İstanbulspor bir proje takımıydı ve projenin başında ise Cem Uzan vardı. Sergen ise bu projenin baş kahramanıydı. İstanbulspor başarılı olamayınca maddi sıkıntılar yaşadı ve Sergen parasını alamayınca sözleşmeyi feshederek Avrupa’da kendine bir süre kulüp aradı fakat bulamadı. 1999 yılında Siirt Jet-Pa Spor’da forma giymek için Siirt’e gitti. Davullar çalındı, kurbanlar kesildi fakat bu karşılama Sergen’i Siirt’te tutmaya yetmedi. İstanbul’u ve gece hayatını özleyen Sergen, hafta sonları istanbul’a kaçmaya başladı. Sorasında Aziz Yıldırım devreye girdi ve Türkiye’nin büyük takımlarından Fenerbahçe’nin yolunu tuttu.
Fenerbahçe kariyeri gece hayatı ve düzensiz davranışları nedeni ile uzun sürmedi. Bu defa Türk futbolunun imparatoru Fatih Terim Sergen için ön ayak oldu. Galatasaray yönetimi Sergen’i istemese de İmparator ona kefil oldu fakat Sergen Galatasaray’da da tutunamadı. Sonrasında Trabzonspor ve Lucescu’nun Galatasaray’ın başına geçmesi ile tekrar Galatasaray’da forma giymeye başladı. Lucescu ile kendini yeniden bulan Sergen, Hocasının Beşiktaş’ın başına geçmesi ile evine, yuvasına, Beşiktaş’ına geri döndü. Döndükten sonra ‘Ben futbolda en çok Beşiktaş’ta mutlu oldum. Şimdi tekrar Beşiktaş’a döndüm.. Geçen yıllarıma yazık oldu..’ açıklaması ile bir çok Beşiktaş’lının kalbinde taht kurmayı başardı. 100. Yıl şampiyonluğunun baş mimarı oldu. Müthiş sol ayağı ile Türkiye Liginde 100 golü aşan futbolculardan biri oldu. Sonrasında Etimesgut Şekerspor ve Eskişehirspor takımlarında forma giydikten kısa bir süre sonra futbolu bıraktı.

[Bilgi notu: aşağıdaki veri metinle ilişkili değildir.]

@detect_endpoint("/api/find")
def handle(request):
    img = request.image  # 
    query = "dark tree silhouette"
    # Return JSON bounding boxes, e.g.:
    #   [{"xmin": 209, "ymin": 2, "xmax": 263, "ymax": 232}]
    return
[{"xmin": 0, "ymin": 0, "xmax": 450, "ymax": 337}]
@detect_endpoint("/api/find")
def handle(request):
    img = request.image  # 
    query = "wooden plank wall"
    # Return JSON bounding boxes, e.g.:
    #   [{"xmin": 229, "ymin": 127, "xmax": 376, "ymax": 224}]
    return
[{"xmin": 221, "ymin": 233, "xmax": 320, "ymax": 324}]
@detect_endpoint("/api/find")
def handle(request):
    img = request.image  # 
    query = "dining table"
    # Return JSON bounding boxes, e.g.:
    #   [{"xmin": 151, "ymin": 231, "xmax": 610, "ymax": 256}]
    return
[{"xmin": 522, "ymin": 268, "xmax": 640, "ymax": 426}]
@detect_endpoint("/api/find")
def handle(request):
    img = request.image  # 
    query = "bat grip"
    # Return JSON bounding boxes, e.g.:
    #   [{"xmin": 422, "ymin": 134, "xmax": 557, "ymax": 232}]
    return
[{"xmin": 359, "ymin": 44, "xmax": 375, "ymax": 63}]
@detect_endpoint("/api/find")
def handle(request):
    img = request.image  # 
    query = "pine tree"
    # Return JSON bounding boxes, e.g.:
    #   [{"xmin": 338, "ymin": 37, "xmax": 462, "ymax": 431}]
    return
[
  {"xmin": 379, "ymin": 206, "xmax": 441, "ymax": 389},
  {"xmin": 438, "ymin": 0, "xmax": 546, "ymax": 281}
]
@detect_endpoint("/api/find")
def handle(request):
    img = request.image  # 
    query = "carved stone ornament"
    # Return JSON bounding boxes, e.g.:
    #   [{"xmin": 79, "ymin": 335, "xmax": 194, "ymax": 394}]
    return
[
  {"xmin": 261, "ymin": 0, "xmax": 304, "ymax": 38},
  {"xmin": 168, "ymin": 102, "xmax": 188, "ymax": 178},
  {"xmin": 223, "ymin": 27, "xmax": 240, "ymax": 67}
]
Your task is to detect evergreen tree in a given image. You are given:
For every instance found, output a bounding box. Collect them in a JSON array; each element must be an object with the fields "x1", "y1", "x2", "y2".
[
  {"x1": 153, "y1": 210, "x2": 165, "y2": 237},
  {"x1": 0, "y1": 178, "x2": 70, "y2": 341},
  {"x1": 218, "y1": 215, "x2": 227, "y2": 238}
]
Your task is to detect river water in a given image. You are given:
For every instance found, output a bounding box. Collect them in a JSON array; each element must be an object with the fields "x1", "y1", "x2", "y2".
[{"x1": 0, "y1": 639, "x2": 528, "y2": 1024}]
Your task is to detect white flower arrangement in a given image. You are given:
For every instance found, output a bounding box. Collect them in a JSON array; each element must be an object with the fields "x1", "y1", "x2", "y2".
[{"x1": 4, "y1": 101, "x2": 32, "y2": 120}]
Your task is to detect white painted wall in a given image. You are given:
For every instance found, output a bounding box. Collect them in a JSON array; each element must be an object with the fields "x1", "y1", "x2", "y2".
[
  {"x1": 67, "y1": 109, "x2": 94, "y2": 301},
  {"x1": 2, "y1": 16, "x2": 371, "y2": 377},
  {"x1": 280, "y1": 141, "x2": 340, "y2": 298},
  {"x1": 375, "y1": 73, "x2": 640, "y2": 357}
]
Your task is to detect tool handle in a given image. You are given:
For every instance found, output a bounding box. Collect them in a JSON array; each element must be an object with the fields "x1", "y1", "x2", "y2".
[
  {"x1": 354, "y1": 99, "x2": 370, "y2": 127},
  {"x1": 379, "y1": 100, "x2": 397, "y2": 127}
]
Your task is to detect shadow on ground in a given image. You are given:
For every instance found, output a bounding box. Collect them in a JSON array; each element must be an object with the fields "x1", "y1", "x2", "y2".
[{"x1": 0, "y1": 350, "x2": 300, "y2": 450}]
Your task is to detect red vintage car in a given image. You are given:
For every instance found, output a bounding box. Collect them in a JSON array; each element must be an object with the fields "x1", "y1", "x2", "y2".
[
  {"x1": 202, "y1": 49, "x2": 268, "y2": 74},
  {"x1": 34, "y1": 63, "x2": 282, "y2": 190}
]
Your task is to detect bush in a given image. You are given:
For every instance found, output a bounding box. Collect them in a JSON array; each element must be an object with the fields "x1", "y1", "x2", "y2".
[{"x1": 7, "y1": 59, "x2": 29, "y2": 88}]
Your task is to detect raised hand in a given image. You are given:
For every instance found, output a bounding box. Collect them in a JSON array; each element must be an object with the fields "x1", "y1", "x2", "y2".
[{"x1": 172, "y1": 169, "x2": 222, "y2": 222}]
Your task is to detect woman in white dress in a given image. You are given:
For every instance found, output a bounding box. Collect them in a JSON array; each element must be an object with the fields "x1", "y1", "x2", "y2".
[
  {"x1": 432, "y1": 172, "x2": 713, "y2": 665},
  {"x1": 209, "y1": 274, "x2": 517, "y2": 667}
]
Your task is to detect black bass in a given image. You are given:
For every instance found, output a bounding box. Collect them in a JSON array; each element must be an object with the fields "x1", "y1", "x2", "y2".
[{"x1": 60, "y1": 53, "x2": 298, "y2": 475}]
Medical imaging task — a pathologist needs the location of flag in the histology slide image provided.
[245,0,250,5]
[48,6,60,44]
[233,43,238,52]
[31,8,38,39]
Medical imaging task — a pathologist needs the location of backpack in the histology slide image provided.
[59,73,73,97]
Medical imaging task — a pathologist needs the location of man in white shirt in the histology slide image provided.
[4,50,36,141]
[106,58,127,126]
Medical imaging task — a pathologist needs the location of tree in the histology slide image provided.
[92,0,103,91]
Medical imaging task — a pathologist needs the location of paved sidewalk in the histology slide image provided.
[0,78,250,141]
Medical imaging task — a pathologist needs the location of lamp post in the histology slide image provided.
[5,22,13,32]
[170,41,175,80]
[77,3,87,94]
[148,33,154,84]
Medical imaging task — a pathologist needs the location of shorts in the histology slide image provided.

Onu bazılarınız maç yorumcusu, reklam yüzü, yetenek sizsinizden tanıyor olabilirsiniz ama Sergen Yalçın bir dönem Hagi ile kıyaslanmış yetenekli bir futbolcuydu. Özgürlükçü ruhu ve hoyrat tavırları olmasaydı doğuştan gelen yeteneğinin üstüne belki biraz da çalışma koysaydı dünyaya adını duyurabilecek düzeyde futbol becerisi vardı. Ama o şans oyunlarını, eğlence hayatını ve sorumsuzluklarını yeteneğine mâl etti. Şimdilerde Yeni Malatyaspor’un başında Teknik Direktör olarak futbola devam ediyor.